New Release Review - NEVER HERE

never here film review
After becoming involved in a lie, a voyeuristic artist begins to feel someone is stalking her.

Review by Eric Hillis

Directed by: Camille Thoman

Starring: Mireille Enos, Sam Shepard, Goran Visnjic, Vincent Piazza, Nina Arianda

never here film poster


Many thrillers have successfully explored the premise of a tortured protagonist attempting to make sense of something they believe they saw (Blow-Up; Deep Red) or heard (The Conversation; Blow Out). Writer/director Camille Thoman presents a twist on this concept with her debut, Never Here, which features a protagonist who lies about witnessing a violent incident and subsequently attempts to find the culprit using someone else's unreliable descriptions.

Thoman comes from a background of performance art, and it's in the New York art scene that she sets her narrative debut. The Killing star Mireille Enos is Miranda (might she perhaps be named as a cheeky nod to controversial artist Miranda July?), a successful artist who specialises in projects that intrude on the lives of others, sometimes willingly, like one in which Miranda asks her subjects to empty their pockets and display the contents thereof; sometimes unwillingly, like her latest gallery opening, based around her discovery of a cellphone and her investigation into the contacts and details contained within.

never here film review

At the opening, Miranda is confronted by Arthur (David Greenspan), the owner of the cellphone, who now finds the minutiae of his life (including childhood pictures Miranda obtained from his mother) on display in Manhattan without his consent. "You've done a bad thing," Arthur quietly tells Miranda in a passive-aggressive manner before leaving.

That evening, Miranda returns home with her buyer, Paul (Sam Shepard, looking as healthy as most men half his age in his final screen role), who has been cheating on his sickly wife with the younger artist. While in the bathroom, Miranda hears Paul making a commotion. He tells her he witnessed a man bashing a woman's head into the pavement on the street below. Miranda insists on calling the police, but not wanting his affair to be revealed, Paul has Miranda lie and pretend it was she who witnessed the incident.

never here film review

This leads Miranda to become more involved in the case than she initially would have liked, but when she feels she recognises one of the men in a police line-up, she becomes obsessed with him, and her investigation into his life provides the subject of her next art project. However, it seems that someone may be stalking Miranda, with her gallery display attacked and her apartment broken into.

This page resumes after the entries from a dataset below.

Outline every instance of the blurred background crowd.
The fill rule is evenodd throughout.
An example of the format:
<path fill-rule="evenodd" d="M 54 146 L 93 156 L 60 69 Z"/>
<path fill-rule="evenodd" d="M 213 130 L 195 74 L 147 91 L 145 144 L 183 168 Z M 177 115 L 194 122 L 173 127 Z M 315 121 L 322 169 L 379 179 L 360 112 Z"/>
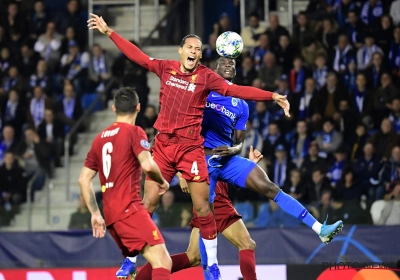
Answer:
<path fill-rule="evenodd" d="M 312 0 L 296 15 L 291 35 L 273 13 L 261 22 L 256 2 L 246 1 L 244 29 L 223 13 L 203 38 L 202 63 L 213 68 L 218 35 L 240 33 L 245 50 L 234 82 L 286 95 L 291 103 L 286 118 L 273 102 L 248 101 L 242 156 L 250 145 L 260 150 L 270 179 L 320 221 L 329 214 L 328 222 L 400 224 L 400 0 Z M 12 222 L 18 205 L 34 201 L 46 176 L 57 176 L 66 152 L 74 153 L 73 145 L 64 151 L 65 137 L 74 143 L 85 131 L 82 124 L 70 133 L 97 94 L 106 96 L 107 107 L 114 89 L 136 87 L 145 108 L 138 124 L 150 139 L 156 133 L 158 106 L 148 104 L 147 71 L 101 45 L 88 48 L 85 5 L 1 2 L 1 225 Z M 180 9 L 182 15 L 187 7 Z M 185 22 L 175 19 L 171 15 L 168 30 Z M 256 193 L 232 187 L 230 196 L 249 226 L 301 226 Z M 374 215 L 382 201 L 383 211 Z M 161 227 L 188 227 L 191 212 L 174 178 L 154 219 Z M 82 199 L 69 227 L 90 227 Z"/>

On the big screen, Enos has struggled to find roles worthy of her talents, and Never Here makes you wonder why she isn't a bigger star. She's excellent as a somewhat disturbed, narcissistic artist so obsessed with voyeurism that she appears to be incensed that someone else witnessed the sort of dramatic incident that might have fuelled her own creativity. Her Miranda reminded me a lot of Faye Dunaway's violence obsessed photographer in The Eyes of Laura Mars, another movie in which a female artist is drawn into a potentially dangerous scenario, not altogether unwillingly. Miranda may be the protagonist of this thriller, but she's also the scariest of its characters, oblivious to how her intrusive art might affect the lives of her subjects, the pawns in her self-obsessed game.

never here film review

The film around her doesn't quite live up to Enos's performance however. At close to two hours it drags in parts, with a couple of subplots that don't really add anything to the narrative, particularly one involving a rekindled relationship between Miranda and an old college lover (Vincent Piazza) who now just happens to be the detective assigned to her case. Thoman's handheld camera adds to the theme of voyeurism, but it makes for a decidedly ugly film. Perhaps most problematic of all is the lack of any real threat to the film's protagonist, which results in the viewer struggling to engage with Miranda's dubious actions, rather than simply watching in judgement.

More interesting than the rather generic, giallo-esque central narrative is the story that has already occurred at the point the film begins; that of Miranda's solipsistic requisitioning of Arthur's cellphone, and subsequently his life, for the sake of her art. This seems like a narrative with far more originality and dramatic potential than the one that eventually plays out. Should Thoman reenlist Enos for a prequel, I'll certainly cast my voyeuristic gaze over it.

Never Here is in UK cinemas September 21st.